Lab 5.2: Merge Request and Review App

Keyboard Time: 10 mins, Automation Wait Time: 5 mins

Scenarios: Instructor-Led, Self-Paced

Merge Request: Developer’s Single Pane of Glass

GitLab’s MR view of vunerability findings and code quality changes are unique among security tooling because:

  • They are only for the code the developer has just changed on their branch.
  • They are presented during coding iterations before merging with shared branches - when developers are much more willing to change implementations and upgrade dependencies to eliminate vulnerabilities.
  • They are directly associated with the Developer who created them because the authorship of the branch and commits is automatically tracked.
  • They allow developers to collaborate around findings with the full power of GitLab collaborative issues.
Target Outcomes
  1. Perform security scanning on the application.

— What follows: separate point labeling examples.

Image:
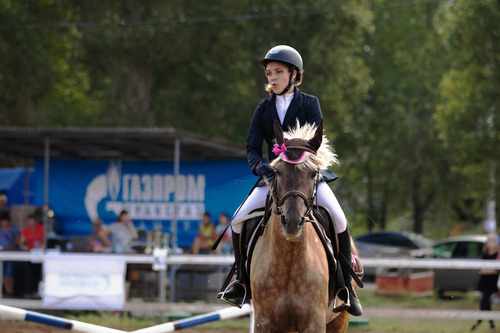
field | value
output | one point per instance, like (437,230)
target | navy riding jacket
(303,107)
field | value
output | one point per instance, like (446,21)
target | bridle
(278,200)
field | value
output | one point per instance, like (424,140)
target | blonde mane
(325,156)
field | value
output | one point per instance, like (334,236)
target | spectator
(98,240)
(32,235)
(123,233)
(32,238)
(488,279)
(9,241)
(206,235)
(3,205)
(226,245)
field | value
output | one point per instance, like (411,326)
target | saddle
(321,221)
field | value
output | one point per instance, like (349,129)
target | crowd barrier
(78,326)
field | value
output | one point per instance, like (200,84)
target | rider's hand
(265,170)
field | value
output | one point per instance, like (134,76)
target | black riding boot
(345,250)
(236,291)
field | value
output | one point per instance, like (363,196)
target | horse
(289,273)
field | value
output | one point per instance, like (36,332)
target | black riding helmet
(288,55)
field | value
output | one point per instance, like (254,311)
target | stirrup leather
(344,305)
(235,302)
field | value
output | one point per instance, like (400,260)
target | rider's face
(278,76)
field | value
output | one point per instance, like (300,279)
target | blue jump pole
(73,325)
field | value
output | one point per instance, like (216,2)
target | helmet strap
(290,83)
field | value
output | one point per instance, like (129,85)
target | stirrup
(234,303)
(345,304)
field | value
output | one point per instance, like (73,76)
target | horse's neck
(279,246)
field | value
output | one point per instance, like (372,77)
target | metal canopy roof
(115,143)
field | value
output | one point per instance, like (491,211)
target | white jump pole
(177,325)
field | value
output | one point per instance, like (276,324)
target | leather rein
(273,196)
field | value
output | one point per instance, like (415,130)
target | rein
(279,201)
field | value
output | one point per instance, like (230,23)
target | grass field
(468,301)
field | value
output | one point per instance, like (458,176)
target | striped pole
(73,325)
(177,325)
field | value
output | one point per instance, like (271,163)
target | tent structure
(150,144)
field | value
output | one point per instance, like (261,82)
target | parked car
(459,247)
(388,243)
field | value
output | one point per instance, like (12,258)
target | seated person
(123,233)
(98,240)
(9,241)
(206,235)
(32,238)
(32,235)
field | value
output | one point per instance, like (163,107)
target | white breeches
(326,198)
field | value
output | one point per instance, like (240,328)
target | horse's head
(302,153)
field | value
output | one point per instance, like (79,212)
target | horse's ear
(315,142)
(278,132)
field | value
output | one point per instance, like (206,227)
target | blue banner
(81,191)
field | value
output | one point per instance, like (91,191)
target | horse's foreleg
(339,324)
(261,324)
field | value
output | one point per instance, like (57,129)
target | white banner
(80,281)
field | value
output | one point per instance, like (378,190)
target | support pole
(46,191)
(173,227)
(26,186)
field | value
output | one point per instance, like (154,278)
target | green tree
(468,112)
(404,163)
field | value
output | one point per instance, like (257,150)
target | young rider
(284,69)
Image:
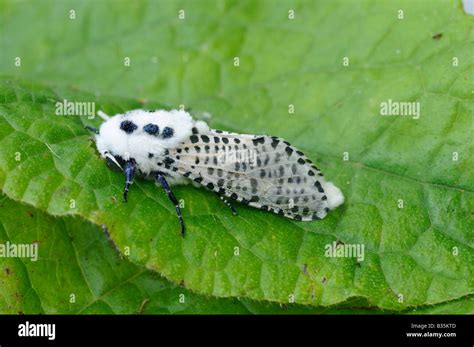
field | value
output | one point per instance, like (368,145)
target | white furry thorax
(139,144)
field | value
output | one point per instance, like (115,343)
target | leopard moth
(172,148)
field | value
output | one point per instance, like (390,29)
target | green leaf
(409,258)
(74,257)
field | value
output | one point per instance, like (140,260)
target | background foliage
(409,250)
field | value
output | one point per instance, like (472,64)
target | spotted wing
(261,171)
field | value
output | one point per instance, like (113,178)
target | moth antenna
(103,115)
(94,130)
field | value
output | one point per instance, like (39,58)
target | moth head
(136,133)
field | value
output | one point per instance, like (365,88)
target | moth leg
(227,203)
(160,178)
(129,170)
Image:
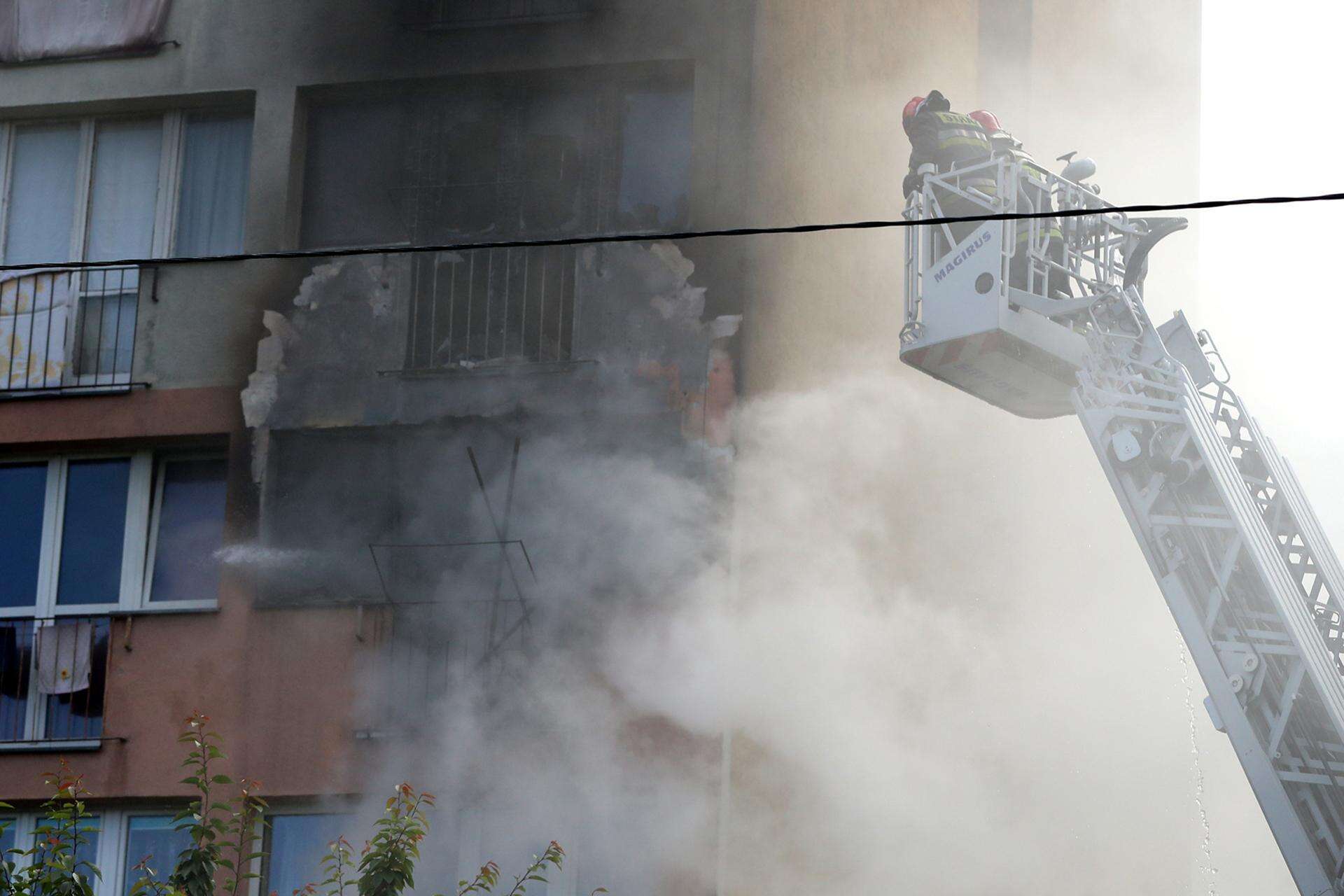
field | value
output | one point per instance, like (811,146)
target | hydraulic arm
(1240,556)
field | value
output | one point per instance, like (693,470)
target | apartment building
(164,426)
(319,498)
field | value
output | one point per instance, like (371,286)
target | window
(188,527)
(153,843)
(100,533)
(106,190)
(118,843)
(296,846)
(130,187)
(498,158)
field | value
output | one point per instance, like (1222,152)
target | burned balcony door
(52,678)
(419,672)
(492,307)
(515,169)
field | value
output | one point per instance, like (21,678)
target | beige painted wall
(1078,771)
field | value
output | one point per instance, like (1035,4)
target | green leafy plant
(223,841)
(54,865)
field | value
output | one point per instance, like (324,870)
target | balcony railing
(492,307)
(467,14)
(67,330)
(52,679)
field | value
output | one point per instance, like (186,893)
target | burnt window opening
(499,158)
(52,678)
(435,15)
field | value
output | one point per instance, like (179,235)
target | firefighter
(944,141)
(1032,197)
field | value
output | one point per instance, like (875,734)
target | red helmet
(987,120)
(910,111)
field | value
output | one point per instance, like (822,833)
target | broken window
(125,531)
(106,190)
(39,30)
(491,159)
(295,846)
(188,528)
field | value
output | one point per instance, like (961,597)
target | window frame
(111,855)
(172,146)
(156,501)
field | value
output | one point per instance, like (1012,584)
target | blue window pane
(191,528)
(86,853)
(42,194)
(298,846)
(152,848)
(655,159)
(93,532)
(23,488)
(214,184)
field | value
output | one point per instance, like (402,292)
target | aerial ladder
(1044,317)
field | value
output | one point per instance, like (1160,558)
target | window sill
(77,745)
(488,368)
(70,391)
(175,609)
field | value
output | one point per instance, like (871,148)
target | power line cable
(592,239)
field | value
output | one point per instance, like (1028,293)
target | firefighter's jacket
(945,140)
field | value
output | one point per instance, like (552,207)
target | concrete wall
(284,687)
(1078,734)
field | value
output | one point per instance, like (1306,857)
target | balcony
(52,682)
(67,331)
(492,308)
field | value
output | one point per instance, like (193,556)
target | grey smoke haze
(945,665)
(930,691)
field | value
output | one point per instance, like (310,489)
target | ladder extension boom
(1233,542)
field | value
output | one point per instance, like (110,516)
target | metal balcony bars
(67,330)
(52,679)
(493,307)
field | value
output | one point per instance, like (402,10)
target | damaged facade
(334,503)
(343,491)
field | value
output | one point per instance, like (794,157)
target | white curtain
(42,194)
(124,190)
(214,184)
(34,320)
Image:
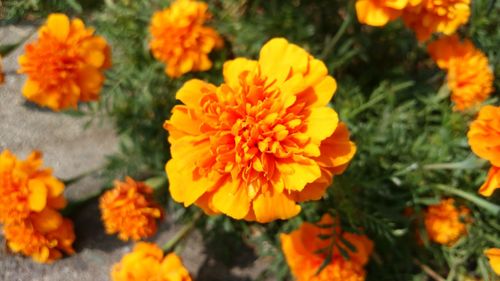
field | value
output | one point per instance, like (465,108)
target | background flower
(251,147)
(65,65)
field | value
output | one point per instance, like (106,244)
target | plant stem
(492,208)
(182,233)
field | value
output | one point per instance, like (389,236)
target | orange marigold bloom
(65,65)
(431,16)
(304,252)
(44,236)
(180,38)
(262,141)
(25,187)
(445,223)
(380,12)
(146,263)
(470,78)
(493,255)
(128,209)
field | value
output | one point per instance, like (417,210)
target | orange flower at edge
(266,137)
(65,65)
(180,39)
(146,262)
(129,210)
(445,223)
(302,251)
(493,255)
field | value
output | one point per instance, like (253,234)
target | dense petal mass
(146,263)
(128,209)
(65,65)
(429,16)
(445,223)
(470,78)
(180,38)
(249,147)
(302,249)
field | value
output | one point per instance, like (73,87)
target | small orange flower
(180,38)
(445,223)
(380,12)
(25,187)
(128,209)
(43,236)
(65,65)
(146,263)
(493,255)
(304,252)
(470,78)
(262,141)
(431,16)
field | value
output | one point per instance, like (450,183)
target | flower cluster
(483,135)
(65,65)
(423,16)
(128,209)
(445,223)
(146,262)
(30,198)
(262,141)
(306,249)
(181,39)
(470,78)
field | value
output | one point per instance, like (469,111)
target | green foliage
(410,143)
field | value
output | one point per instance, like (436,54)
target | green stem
(480,202)
(182,233)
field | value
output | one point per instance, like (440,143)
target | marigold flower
(65,65)
(493,255)
(26,187)
(146,263)
(44,236)
(129,210)
(445,223)
(304,250)
(470,78)
(431,16)
(380,12)
(262,141)
(180,38)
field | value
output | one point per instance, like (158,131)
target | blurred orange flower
(445,223)
(380,12)
(470,78)
(129,210)
(493,255)
(26,187)
(65,65)
(262,141)
(146,262)
(304,250)
(431,16)
(180,38)
(43,236)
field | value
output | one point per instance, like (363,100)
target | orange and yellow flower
(30,198)
(262,141)
(306,249)
(483,135)
(380,12)
(65,65)
(469,78)
(493,255)
(129,210)
(429,16)
(146,263)
(445,223)
(181,39)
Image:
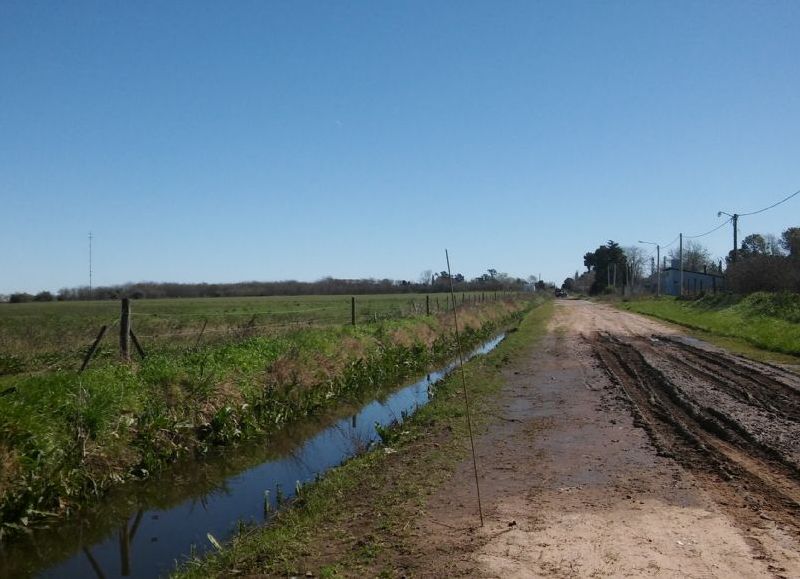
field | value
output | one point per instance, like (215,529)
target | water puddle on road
(142,529)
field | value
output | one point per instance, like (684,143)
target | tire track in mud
(773,392)
(752,481)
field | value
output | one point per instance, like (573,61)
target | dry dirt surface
(623,449)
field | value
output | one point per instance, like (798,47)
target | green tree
(609,264)
(790,241)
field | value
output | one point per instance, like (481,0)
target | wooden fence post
(125,331)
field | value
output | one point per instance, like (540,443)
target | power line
(720,226)
(671,242)
(771,206)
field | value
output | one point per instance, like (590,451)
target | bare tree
(636,260)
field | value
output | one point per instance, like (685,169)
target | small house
(694,282)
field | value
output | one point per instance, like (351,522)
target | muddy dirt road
(622,448)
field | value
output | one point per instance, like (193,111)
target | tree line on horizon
(762,262)
(429,282)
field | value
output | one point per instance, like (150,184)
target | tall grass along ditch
(67,439)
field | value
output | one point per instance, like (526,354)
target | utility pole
(680,254)
(90,265)
(735,220)
(658,265)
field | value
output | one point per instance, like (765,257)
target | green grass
(65,438)
(764,321)
(55,335)
(366,506)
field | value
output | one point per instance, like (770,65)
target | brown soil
(624,449)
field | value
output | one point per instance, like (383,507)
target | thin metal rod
(464,386)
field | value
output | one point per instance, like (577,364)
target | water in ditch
(144,529)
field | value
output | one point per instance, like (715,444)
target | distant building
(694,282)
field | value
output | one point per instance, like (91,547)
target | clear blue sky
(226,141)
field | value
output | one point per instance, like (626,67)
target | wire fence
(48,337)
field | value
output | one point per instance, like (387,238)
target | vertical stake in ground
(464,385)
(125,331)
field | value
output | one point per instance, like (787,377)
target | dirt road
(624,449)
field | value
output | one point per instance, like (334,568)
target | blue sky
(211,141)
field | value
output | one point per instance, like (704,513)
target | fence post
(125,331)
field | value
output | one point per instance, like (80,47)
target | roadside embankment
(358,519)
(66,438)
(765,321)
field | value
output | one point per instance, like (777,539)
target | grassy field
(66,437)
(56,335)
(380,494)
(766,321)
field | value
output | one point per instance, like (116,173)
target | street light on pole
(658,265)
(735,219)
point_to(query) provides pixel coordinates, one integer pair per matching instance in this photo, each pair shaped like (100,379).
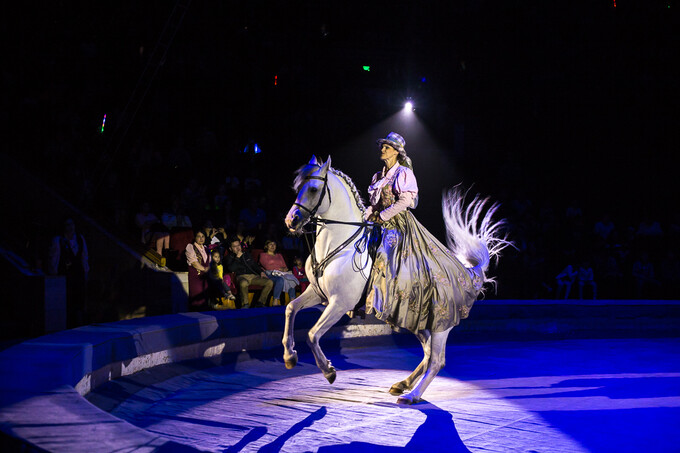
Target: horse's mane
(307,169)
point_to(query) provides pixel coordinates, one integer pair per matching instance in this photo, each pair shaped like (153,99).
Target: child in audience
(299,272)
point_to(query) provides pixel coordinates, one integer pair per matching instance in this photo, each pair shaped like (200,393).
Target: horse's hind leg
(306,299)
(329,317)
(437,362)
(401,386)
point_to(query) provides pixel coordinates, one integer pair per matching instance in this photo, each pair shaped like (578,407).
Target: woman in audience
(219,283)
(198,262)
(275,267)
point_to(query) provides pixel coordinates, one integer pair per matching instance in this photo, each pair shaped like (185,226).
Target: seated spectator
(68,256)
(275,267)
(198,262)
(215,238)
(299,273)
(247,273)
(564,280)
(154,233)
(219,284)
(586,277)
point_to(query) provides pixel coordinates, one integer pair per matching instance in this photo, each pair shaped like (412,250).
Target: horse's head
(311,185)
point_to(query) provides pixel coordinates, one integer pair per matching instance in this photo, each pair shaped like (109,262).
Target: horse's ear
(326,166)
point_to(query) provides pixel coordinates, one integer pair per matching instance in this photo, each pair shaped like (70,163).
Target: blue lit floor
(535,396)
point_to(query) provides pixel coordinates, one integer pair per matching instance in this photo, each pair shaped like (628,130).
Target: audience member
(564,280)
(68,256)
(299,272)
(215,238)
(275,267)
(198,261)
(219,284)
(247,273)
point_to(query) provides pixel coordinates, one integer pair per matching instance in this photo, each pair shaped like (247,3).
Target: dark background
(561,104)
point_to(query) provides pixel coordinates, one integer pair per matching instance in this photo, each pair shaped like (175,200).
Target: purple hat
(395,140)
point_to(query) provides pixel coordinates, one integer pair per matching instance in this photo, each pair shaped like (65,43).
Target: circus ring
(520,376)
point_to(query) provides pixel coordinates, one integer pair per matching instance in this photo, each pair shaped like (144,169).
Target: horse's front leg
(425,341)
(306,299)
(437,362)
(331,315)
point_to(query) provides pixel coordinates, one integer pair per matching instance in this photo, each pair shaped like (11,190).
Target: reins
(318,267)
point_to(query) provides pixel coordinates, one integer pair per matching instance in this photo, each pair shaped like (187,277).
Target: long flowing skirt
(416,283)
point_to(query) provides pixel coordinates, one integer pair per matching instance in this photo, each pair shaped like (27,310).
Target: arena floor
(620,395)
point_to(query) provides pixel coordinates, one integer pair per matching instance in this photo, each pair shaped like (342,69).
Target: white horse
(339,265)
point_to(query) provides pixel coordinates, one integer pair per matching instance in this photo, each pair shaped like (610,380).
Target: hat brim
(394,145)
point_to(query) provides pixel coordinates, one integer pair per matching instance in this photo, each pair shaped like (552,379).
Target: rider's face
(387,152)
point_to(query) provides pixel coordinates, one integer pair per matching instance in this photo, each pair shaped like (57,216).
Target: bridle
(324,190)
(319,266)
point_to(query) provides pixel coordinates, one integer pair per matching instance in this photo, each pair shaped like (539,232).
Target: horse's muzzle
(294,221)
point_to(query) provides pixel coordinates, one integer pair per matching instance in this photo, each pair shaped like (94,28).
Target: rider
(416,283)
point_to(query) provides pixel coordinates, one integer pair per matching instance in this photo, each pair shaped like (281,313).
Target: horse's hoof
(330,376)
(292,362)
(407,400)
(397,389)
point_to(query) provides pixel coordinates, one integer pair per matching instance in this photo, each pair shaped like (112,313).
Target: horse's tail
(472,234)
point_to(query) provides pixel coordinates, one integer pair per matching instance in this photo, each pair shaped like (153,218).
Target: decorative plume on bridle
(472,234)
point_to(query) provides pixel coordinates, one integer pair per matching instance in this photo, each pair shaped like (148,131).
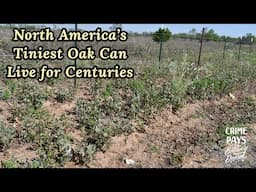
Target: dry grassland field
(173,113)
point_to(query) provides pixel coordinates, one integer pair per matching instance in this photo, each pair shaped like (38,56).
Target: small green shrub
(7,133)
(31,94)
(64,95)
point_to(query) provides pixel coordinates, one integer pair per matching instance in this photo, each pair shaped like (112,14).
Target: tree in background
(248,38)
(211,35)
(115,26)
(160,36)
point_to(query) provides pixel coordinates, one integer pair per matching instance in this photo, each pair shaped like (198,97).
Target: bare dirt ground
(174,140)
(185,139)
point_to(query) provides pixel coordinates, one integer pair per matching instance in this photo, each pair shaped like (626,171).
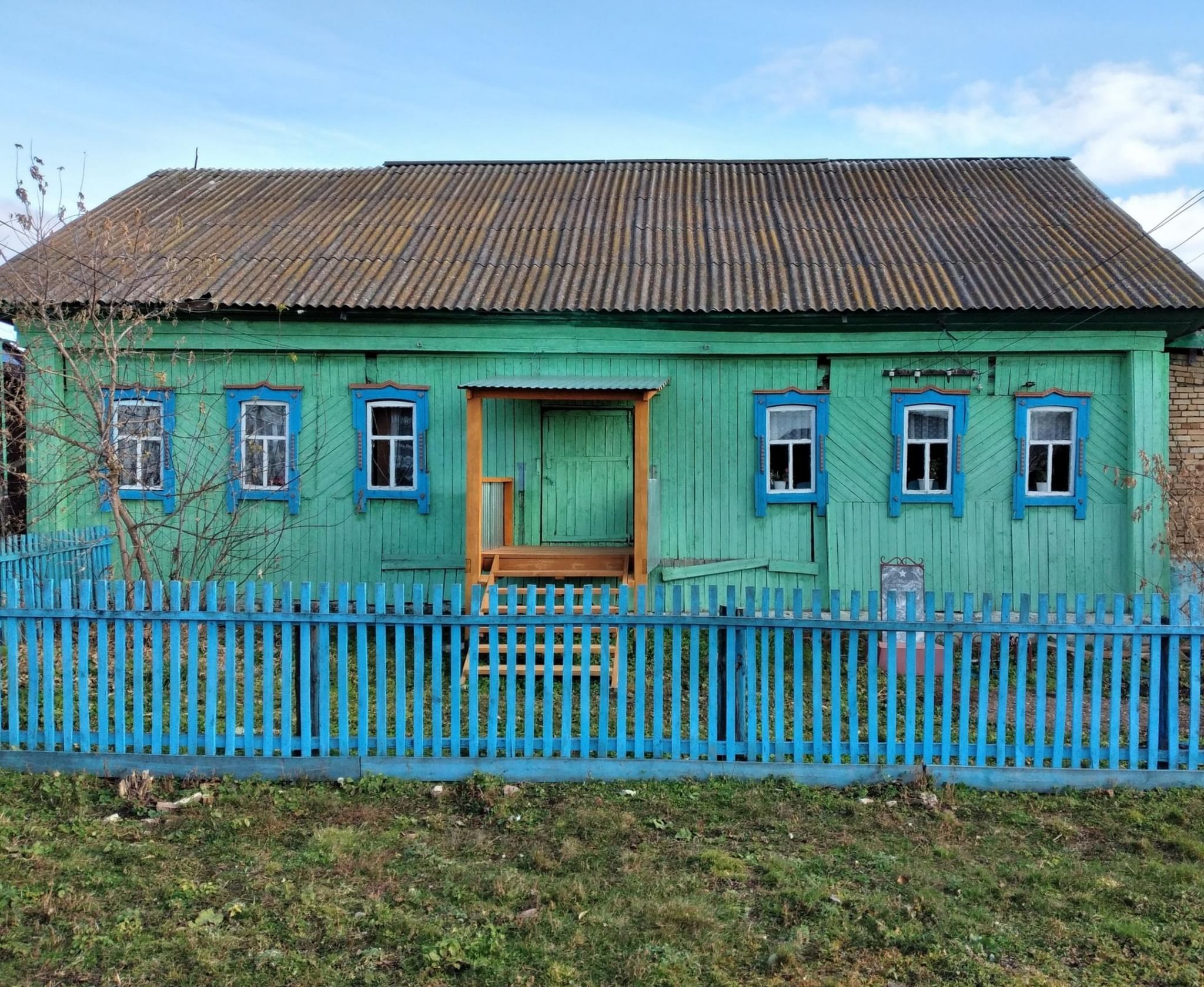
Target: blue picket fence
(75,554)
(303,680)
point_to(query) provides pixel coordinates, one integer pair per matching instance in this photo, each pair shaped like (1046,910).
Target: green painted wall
(703,443)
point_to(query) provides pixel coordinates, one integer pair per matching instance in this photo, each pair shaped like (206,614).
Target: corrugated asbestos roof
(620,236)
(570,383)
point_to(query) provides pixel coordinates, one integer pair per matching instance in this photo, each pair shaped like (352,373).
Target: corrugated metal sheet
(618,236)
(529,383)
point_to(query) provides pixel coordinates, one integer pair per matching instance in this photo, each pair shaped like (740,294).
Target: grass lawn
(644,884)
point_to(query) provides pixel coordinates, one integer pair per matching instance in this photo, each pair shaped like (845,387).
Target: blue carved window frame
(762,401)
(239,395)
(410,394)
(1021,497)
(166,491)
(902,400)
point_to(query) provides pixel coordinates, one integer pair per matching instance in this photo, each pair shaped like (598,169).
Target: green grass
(678,884)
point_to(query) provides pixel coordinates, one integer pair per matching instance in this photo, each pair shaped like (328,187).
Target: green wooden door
(588,477)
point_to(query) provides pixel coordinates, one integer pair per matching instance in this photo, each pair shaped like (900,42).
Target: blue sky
(138,86)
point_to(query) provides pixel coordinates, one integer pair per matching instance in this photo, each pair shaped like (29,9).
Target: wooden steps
(557,563)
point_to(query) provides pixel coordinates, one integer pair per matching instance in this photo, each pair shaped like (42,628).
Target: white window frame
(1049,443)
(243,439)
(927,443)
(371,436)
(791,443)
(117,436)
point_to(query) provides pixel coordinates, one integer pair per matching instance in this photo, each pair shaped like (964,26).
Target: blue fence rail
(36,559)
(320,680)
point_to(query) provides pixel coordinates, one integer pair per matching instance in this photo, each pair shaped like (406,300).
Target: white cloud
(1182,234)
(812,73)
(1120,122)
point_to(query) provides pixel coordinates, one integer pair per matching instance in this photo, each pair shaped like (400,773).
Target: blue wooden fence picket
(78,554)
(267,679)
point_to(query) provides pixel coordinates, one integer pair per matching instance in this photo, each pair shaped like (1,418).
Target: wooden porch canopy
(638,390)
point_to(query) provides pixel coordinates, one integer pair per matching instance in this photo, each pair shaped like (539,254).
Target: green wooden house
(762,373)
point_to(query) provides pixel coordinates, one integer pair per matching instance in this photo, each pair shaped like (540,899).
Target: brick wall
(1186,448)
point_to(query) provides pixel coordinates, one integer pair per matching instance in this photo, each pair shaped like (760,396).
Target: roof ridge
(503,162)
(751,235)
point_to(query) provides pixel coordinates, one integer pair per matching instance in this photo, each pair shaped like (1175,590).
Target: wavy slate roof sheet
(624,236)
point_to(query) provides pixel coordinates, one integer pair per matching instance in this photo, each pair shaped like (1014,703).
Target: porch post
(641,491)
(473,457)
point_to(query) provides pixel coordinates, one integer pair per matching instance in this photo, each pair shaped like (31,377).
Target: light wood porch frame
(474,396)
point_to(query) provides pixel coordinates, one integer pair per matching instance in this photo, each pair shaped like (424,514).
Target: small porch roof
(574,384)
(525,388)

  2. Explore the Merge Request view of vulnerability findings.

  1. Open ‘yourpersonalgroup/hello-world’

  2. In the left navigation Click Repository => Files

  3. Near the top right of the page Click *Web IDE* (button)

  4. In the left file navigation Navigate to the file src/microwebserver.py

  5. Around line 11, locate the text <BODY style="background:

  6. Change the color after the word background: to beige

    Result: <BODY style="background:beige">

    Other available color values are listed here

  7. In the left file navigation Click Dockerfile

  8. Change the first line starting with FROM to FROM python:3.6-slim-bullseye

  9. In the left file navigation Click .gitlab-ci.yml

  10. Delete or Comment the line STAGING_ENABLED: true

    This will speed our labs up - keep in mind the production environment is only published the container - so a review environment and production environment for integration may be enough environments for your development process.

  11. Click Create commit…

  12. Select Create a new branch (Should be the default)

Info
The action of creating a new branch is what creates a per-feature branch review app. Commiting to the main branch would avoid the creation of a feature branch review environment - but this also prevents the developer’s Single Pane of Glass (SPOG) assessment of their changes in the Merge Request view and prevents multiple developers working on changes to the same codebase.
  1. Leave the default branch name.

  2. Check Start a new merge request (should be defaulted to checked)

  3. Click Commit

  4. On the ‘New merge request’ page, for Title, Type Updating color

  5. Click Create merge request

    You will be put within the context of the new merge request

  6. On the Merge Request page locate the tab bar containing Overview, Commits, Pipelines and Changes.

  7. Click Pipelines

    Merge Request pipelines are specifically associated with a Merge Request as well as the underlying branch.

  8. To open the pipeline page, Click [the Status badge] or [the pipeline #]

    The Review stage is where GitLab is creating a temporary copy of the running application so that Dynamic Application Security Testing (DAST) can be performed or any other type of QA requiring a running copy of the application.

  9. [Automation wait: ~5 min] Wait for the Review stage to complete.

Observe
The jobs are the same as when we enabled Auto DevOps and deployed to staging - but now we are deploying to a completely isolated branch.
  1. On the left navigation, Click Deployments => Environments

  2. Next to ‘review/<your_mr_branch_name>’ Click Open.

  3. This review environment should have the new background color.

  4. In the browser tabs, Click Environments

  5. Next to ‘production’ Click Open

  6. The production environment should have the original background color.

  7. In the browser tabs, Click Environments

  8. In the left navigation, Click Merge Requests

  9. Click [your merge request (“Updating color”)]

  10. In the main page body, next to ‘Security scanning detected…’, Click Expand

  11. In the left navigation, Click [one of the findings links]

Observe
The vulnerability record you are viewing allows action to be initiated immediately with controls such as Dismiss vulnerability, Resolve with merge request, Download patch to resolve and Create issue.
  1. Click [the small X in the upper right corner]

  2. Take a mental note of the total number of Critical findings.

  3. In the left navigation, Click Security & Compliance => Vulnerability report

  4. Hover over the description for one of the vulnerabilities and notice the branch reference. They are all from the main branch.

Observe: The Right Information at the Right Time with Known Problem ownership

The Merge Request gives excellent motivational context for the formation of an active vulnerability remediation habit because:

  1. All the vulnerabilities in the dashboard are from the default branch “main”, so the ones in our Merge Request are unique to the code we just changed (the old container we introduced and) we have an opportunity to resolve them.
  2. An attempt to merge without resolving the findings will cause the whole development team and the security department to pay attention to the new vulnerabilities.
  3. Since we are still making decisions about what container would be best to use, it’s a great time to choose a newer one and take a little time to fix up any of our code that might be affected by the new version.
  4. Our other unit and code tests should flush out if updating the container version causes functional code problems in the next push to GitLab.
Accomplished Outcomes
  1. Perform security scanning on the application.

  2. Explore the Merge Request view of vulnerability findings.